The cost of having those contracts on hand would have been $4 million per month. Assuming they were already paid for this month, that was a cost of $28 million to keep them around, maybe throw them a bone on television, or at least pay a downside guarantee even if they don't have one in their contracts. It would've cost not much more than Linda McMahon's Super PAC bribe to keep the company open, especially in the face of how much cash they have on hand with the influx of money on their television contracts and network subscriptions coming in. The most accurate distillation of capitalism, however, is in the beginning of Charles Dickens' A Christmas Carol, where Ebenezer Scrooge refuses to give Bob Crachitt a raise and eschews donations because "the surplus population" needs to decrease. You can tell the Christmas novel is high fantasy because I can't imagine a rich person changing his heart even being visited by four ghosts showing him the wretchedness of his ways. Do you think Toots Mondt or Vincent J. McMahon could scare Vincent Kennedy McMahon straight? I'm not so sure.

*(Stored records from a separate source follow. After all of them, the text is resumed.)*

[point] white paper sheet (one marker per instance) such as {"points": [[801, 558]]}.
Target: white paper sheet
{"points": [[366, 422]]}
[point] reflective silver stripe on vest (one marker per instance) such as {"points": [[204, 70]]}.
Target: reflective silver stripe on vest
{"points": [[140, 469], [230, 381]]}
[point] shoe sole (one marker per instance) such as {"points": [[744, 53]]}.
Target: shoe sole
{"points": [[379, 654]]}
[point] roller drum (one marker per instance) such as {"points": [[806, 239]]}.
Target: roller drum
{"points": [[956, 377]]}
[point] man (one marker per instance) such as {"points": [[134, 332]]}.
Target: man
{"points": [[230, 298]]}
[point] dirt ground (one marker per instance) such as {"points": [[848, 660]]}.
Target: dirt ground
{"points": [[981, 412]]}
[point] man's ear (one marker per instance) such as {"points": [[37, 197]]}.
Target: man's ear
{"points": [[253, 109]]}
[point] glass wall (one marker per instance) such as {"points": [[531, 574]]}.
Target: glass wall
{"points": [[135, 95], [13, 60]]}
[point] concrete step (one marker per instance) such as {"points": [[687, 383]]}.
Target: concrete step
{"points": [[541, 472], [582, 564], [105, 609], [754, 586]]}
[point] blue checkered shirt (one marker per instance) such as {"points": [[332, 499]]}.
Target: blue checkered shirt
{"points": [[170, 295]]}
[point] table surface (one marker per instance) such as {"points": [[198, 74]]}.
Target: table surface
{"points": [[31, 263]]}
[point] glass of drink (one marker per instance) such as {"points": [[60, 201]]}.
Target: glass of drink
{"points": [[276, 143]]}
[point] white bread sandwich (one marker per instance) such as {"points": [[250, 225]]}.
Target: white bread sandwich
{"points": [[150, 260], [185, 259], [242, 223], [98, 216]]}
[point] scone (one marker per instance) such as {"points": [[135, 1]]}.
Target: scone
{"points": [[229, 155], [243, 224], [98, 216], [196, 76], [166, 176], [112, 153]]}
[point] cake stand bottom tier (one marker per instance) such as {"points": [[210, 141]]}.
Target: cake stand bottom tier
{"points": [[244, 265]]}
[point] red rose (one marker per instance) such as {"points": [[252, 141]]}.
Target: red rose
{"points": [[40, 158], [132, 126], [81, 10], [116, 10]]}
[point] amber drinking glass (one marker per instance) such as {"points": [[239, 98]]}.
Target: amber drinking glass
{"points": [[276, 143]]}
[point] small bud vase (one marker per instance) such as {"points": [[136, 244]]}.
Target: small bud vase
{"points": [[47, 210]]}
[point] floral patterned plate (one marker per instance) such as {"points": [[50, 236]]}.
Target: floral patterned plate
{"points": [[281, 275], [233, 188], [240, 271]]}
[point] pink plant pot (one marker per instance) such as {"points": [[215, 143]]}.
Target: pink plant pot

I'm not entirely sure a wrestling fan can be radicalized by the business if outside forces haven't done so already. Even people who lean to the left have defended these cuts as "business decisions" even if they're clearly not necessitated by debts or other hardships. WWE is clearly better off than every other wrestling company. What I think might be worse are people who realize that it's a terrible series of actions but who hand-wave it because they don't expect better from a carny like McMahon, almost a tacit accepting when McMahon stands shuffling his foot saying "you can't bwame me, I'm just a cawny uWu." It almost excuses the fact that McMahon's capitalism is and has always been the most nakedly barbaric in existence. In retrospect, these cuts shouldn't have come as a surprise anyway. McMahon has always reacted as if his wrestlers were cattle and not people. Then again, just because it's not surprising doesn't mean it's not infuriating.